Looking at a customer’s demographics, browsing history, device use, location, and so on, can open windows of insight into their interests, behaviour and content preferences across all channels. And customers presented with what they want to see will be more inclined to respond with higher conversion rates and brand loyalty. While this is not a new marketing approach, the ability CMSs now award brands to gather and manage this kind of data within one content hub, and use it to create fully personalised content, is finally becoming a reality.
While contextualisation is often seen within retail, all businesses and industries can benefit from this customer-centric shift. Media, entertainment and publishing companies, for example, can improve engagement and readership by looking at audience data and delivering customised content with each and every visit.
Organisations must start viewing content as the means to create personalised, contextual, and real-time customer experiences. They will manage these efficiently with a modular CMS architecture that, on one hand, allows data harnessing and analysis, and on the other can fulfill a company’s scalability goals, driving quantifiable business results.
Consumer feedback and insights are put to maximum use by natural cosmetics brand Lush, and its brilliant initiative Lush Kitchen.
The Kitchen ‘cooks up’ small batches of new products, to be posted online for sale daily. An interactive list of ingredients, and stories of how the products are individually sourced, accompanies each product page. If the demand for one of the batches is strong, the product can then find its way into Lush’s permanent catalogue.
This is a very clever way to turn a storybased transactional experience for the customer into a crowdsourced product test for the brand. And it would never be possible without the flexibility for content management offered by the CMS platform created for Lush. It is through it that the brand can manage multiple page editors and high-quality imagery, handle a high turnover of products and, crucially, provide a channel for customers to feedback directly to product teams.

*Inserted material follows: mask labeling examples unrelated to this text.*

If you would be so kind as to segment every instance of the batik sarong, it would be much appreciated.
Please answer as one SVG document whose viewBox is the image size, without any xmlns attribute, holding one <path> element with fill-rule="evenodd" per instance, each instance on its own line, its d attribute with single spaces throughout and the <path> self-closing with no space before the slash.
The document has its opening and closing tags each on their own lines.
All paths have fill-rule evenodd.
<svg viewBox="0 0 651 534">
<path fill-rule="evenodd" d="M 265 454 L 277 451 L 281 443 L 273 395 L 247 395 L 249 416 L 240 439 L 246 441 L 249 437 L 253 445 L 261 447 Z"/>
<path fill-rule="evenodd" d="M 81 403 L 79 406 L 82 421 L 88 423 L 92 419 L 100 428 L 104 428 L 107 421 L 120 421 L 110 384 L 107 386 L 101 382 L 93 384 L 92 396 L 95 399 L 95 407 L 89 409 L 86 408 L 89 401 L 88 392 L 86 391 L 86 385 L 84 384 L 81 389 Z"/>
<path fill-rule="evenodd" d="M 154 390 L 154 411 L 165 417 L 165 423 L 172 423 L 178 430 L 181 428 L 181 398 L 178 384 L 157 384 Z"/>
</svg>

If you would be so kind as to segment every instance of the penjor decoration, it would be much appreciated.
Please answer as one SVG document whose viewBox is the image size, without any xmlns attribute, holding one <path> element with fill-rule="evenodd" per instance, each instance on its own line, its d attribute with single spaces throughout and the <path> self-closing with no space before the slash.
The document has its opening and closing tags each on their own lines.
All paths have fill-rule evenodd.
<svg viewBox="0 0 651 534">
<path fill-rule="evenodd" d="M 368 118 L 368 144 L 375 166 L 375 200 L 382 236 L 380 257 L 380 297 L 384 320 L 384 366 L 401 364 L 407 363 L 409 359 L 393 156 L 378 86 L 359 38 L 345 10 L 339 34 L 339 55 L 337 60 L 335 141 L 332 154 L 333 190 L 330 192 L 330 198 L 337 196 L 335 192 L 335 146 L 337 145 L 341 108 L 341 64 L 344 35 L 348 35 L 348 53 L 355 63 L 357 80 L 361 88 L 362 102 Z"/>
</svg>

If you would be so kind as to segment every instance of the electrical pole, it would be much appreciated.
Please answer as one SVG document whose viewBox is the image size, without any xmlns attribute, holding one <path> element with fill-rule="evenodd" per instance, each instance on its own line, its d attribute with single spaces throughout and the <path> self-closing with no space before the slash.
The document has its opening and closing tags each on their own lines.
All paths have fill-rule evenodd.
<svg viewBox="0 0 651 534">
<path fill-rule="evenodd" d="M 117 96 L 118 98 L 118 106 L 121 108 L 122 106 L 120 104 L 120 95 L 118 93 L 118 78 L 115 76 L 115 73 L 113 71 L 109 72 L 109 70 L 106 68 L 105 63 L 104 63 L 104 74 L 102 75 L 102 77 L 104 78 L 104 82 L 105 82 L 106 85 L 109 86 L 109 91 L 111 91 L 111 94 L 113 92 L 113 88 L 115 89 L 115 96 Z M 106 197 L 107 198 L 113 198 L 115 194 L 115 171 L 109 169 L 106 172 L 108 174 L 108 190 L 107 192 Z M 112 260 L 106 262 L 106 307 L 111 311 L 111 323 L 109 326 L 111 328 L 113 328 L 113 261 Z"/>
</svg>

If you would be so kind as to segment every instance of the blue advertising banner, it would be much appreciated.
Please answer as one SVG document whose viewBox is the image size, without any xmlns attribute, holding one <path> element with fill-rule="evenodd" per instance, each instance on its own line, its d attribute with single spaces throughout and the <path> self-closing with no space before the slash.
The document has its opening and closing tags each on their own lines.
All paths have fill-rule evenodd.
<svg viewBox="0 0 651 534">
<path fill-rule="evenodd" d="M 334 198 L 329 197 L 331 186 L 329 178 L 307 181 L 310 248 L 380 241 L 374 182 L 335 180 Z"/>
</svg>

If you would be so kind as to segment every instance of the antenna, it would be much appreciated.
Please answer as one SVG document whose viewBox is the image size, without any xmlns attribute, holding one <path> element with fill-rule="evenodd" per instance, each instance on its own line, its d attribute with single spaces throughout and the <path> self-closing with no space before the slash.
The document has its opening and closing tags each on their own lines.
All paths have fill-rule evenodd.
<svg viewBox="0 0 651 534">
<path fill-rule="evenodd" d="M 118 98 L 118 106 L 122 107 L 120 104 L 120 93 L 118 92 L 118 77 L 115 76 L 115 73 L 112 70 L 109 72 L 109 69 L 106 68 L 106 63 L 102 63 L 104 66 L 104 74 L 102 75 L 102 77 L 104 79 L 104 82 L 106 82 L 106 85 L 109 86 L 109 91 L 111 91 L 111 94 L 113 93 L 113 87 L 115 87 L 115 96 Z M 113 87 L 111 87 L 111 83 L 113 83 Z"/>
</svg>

The route to customer engagement success is to deliver a consistent experience across all touchpoints – something that can be achieved by a CMS that manages channels, campaigns, visitor information, and performance measurement via one centralised platform.
Fig. 5: Example of extensible architecture with the CMS at its heart. The system has a componentbased core designed for high productivity: all features of the software are separated into components, with minimal interdependencies. ©Inviqa
Because of this prominent role, a CMS today needs to be much more robust, connected, scalable, and flexible than ever before.
So how to choose the ideal CMS?
The first thing to do is ask the right questions to motivate the change. Rather than ‘Which software should we choose’, the primary consideration should be: ‘Why do we need to upgrade, and what are we aiming to achieve?’.
Answering these two simple questions would shed light on the issues that need solving and the business objectives that you are looking to be implemented – which will also provide a clearly defined set of goals to later measure return on investment against.
The focus has now been shifted from content management as a purely technical issue, to content management as the wheel that spins the entire marketing, and ultimately business development machine.
Evaluating a CMS platform is therefore no longer equivalent to pondering its price, vendor, or even list of features, but rather means measuring its weight against customer experience, marketing strategy and business objectives at large.